According to Britain’s Mental Health Foundation, regular mealtimes can help give us a sense of rhythm and structure in our lives and sharing meals helps children develop social skills and give us an opportunity to feel connected to others.
And the benefits of eating in groups even extend to your “work family.”
In a recent piece for The Globe and Mail, Dr. Karyn Gordon writes about the adverse effects of eating lunch alone in the workplace – and why companies should consider implementing strategies to get staff members to eat together regularly.
One study even claims that eating in groups makes food taste better.
To make family meals happen more often, Kopstick says convenience is key.
“The great thing about family meals is that they don’t require specific food.

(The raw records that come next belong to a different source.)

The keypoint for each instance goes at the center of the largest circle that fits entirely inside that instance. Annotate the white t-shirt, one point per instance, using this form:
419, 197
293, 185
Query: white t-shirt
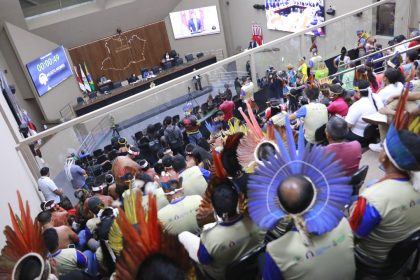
363, 107
386, 92
47, 187
346, 59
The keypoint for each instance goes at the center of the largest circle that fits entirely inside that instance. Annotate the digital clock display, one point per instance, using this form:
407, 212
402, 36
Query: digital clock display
49, 70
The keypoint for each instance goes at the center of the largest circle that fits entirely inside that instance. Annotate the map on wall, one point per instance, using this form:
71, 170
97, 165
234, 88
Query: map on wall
294, 15
123, 51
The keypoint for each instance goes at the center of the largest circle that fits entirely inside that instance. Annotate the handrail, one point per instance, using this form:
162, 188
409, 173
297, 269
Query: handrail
373, 61
381, 50
174, 82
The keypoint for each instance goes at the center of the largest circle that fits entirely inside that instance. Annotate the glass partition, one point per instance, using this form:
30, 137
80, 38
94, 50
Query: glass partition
32, 8
143, 113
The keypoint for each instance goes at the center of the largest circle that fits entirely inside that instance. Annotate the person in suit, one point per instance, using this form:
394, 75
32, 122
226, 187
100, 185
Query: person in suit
194, 23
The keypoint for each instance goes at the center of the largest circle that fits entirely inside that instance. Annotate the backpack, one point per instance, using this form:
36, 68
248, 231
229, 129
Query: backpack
173, 138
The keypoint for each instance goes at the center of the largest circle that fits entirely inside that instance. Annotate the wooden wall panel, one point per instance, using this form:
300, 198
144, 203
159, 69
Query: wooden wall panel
118, 56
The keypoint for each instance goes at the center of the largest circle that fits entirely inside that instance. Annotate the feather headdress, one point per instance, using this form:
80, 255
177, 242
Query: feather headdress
146, 240
248, 149
332, 191
401, 129
22, 237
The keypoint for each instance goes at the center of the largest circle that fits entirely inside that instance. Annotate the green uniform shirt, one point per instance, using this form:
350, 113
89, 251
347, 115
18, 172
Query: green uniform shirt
193, 181
227, 243
399, 207
180, 215
330, 257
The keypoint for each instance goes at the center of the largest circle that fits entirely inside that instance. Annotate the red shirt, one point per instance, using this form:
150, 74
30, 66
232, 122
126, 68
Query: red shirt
349, 153
338, 107
227, 107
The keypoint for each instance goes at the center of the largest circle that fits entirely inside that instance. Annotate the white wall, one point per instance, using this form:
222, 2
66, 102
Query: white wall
27, 47
13, 172
200, 43
9, 62
75, 26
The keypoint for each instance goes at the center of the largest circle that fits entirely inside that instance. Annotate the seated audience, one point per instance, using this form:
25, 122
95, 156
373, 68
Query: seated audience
47, 186
228, 240
66, 236
387, 212
194, 178
180, 214
349, 153
314, 114
365, 106
339, 105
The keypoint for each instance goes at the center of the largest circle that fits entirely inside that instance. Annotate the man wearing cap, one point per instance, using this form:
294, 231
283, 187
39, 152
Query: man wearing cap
228, 240
78, 176
350, 153
338, 105
59, 216
68, 259
247, 92
320, 243
133, 152
388, 211
314, 114
47, 186
180, 214
66, 235
194, 178
192, 127
147, 169
227, 106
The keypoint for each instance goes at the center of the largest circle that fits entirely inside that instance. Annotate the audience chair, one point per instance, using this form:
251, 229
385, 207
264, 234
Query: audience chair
96, 170
167, 65
142, 71
178, 61
106, 166
371, 135
155, 70
112, 155
138, 135
320, 136
97, 153
92, 95
90, 181
189, 57
248, 267
101, 159
403, 259
173, 54
358, 179
108, 148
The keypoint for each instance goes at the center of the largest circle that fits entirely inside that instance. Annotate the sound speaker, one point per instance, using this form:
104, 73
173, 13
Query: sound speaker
189, 57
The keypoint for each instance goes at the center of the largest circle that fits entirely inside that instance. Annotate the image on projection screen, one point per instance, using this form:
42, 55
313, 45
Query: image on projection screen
295, 15
195, 22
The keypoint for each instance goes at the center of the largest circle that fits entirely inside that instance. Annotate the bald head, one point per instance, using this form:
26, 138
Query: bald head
295, 194
337, 129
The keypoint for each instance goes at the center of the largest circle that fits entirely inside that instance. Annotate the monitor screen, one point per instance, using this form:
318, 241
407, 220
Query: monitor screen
295, 15
49, 70
195, 22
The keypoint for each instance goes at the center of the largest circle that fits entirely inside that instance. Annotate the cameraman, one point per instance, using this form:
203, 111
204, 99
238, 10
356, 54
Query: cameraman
275, 84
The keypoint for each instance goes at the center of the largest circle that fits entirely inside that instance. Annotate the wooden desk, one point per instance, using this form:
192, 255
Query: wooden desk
124, 92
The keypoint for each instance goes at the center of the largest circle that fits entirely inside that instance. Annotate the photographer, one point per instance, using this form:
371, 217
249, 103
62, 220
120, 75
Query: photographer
275, 84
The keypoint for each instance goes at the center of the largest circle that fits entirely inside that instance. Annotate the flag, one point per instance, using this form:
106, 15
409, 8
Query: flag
257, 36
81, 85
85, 82
89, 77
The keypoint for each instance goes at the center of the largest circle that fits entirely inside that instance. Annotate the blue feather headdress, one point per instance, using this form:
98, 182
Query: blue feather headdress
333, 191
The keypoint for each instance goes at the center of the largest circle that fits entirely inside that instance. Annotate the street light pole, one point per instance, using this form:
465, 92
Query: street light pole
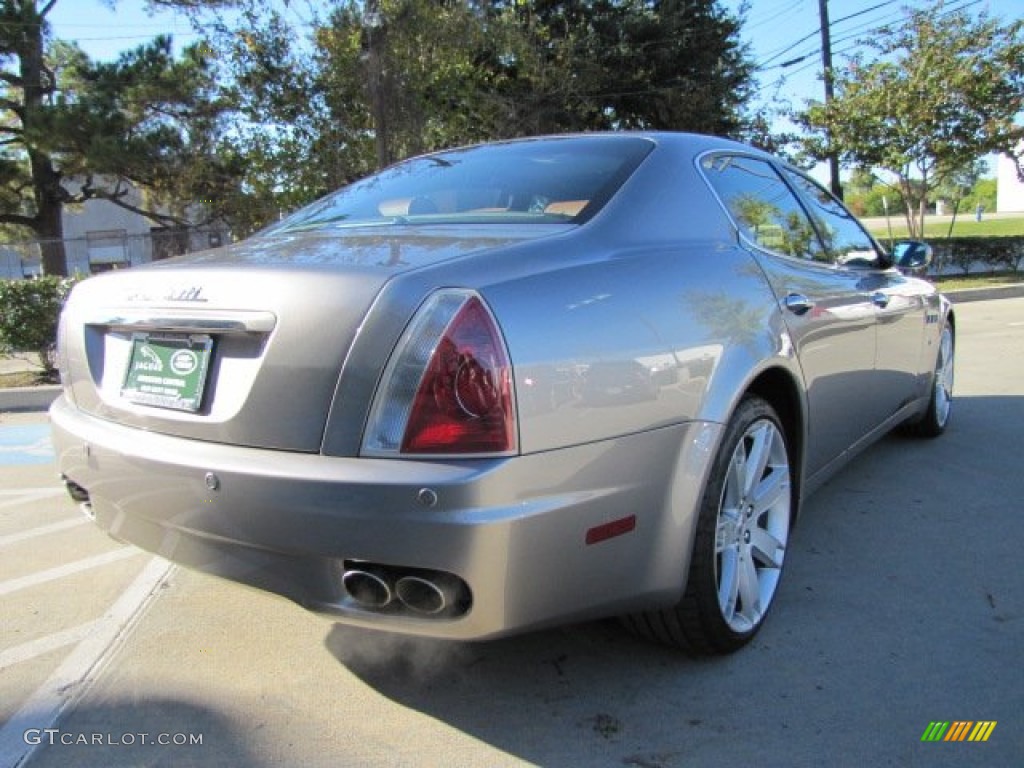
837, 187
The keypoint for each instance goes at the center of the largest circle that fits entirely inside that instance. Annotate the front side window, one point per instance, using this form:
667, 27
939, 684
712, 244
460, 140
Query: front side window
845, 240
529, 181
764, 208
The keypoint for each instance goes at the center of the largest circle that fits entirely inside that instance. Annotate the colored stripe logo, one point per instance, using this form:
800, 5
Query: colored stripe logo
958, 730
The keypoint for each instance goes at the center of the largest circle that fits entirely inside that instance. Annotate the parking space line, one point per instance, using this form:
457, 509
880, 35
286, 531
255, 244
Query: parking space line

So you can have takeout and still get the benefits of eating together,” she says. “Buy prechopped veggies – I especially encourage having frozen vegetables on hand, because then you don’t have to worry about spoilage.”
Janet Gianetti, co-founder at Mr. Meal Delivery, says for those of us who are super busy, a meal-kit delivery service can help keep family dinners part of our routine.
“Having prepared ingredients and recipes that only require mixing and heating saves hours of shopping, planning and prep time,” she says. “Having some help with two to three meals out of the week makes cooking other nights of the week more pleasurable and buys everyone a little extra time.”
John Ordover, author of Lie There And Lose Weight: How I Lost 100 Pounds by Doing Next to Nothing, recommends menu choices that put the assembly and cooking in the hands of your guests.
“A simple example is a taco bar,” he says. “Shopping and prepping the ingredients is quick and simple, and if there is someone who isn’t eating tacos, you can put out lettuce or cabbage leaves or just a bowl for a taco salad. Or [you can] do a burrito bar, where people can roll the ingredients up and pop them in the microwave.”
And when it’s grilling season, he says, “you can do basically the same thing with meat and chicken and fish or an assortment of veggies and then toss them on the grill.”
If you want to keep it really simple, Ordover says a sandwich bar is a great choice, and if you’re feeling more ambitious, Korean- or Mongolian-style cooking with a selection of grilled meats and veggies is a fun choice.
Kopstick also recommends participation, especially if kids are part of your family.
“Get everyone involved! Make sure everyone knows a family meal will be happening so there are no surprises, and get them to help plan the menu and prepare the food,” she says. “Kids are more likely to try food they’ve helped prepare.”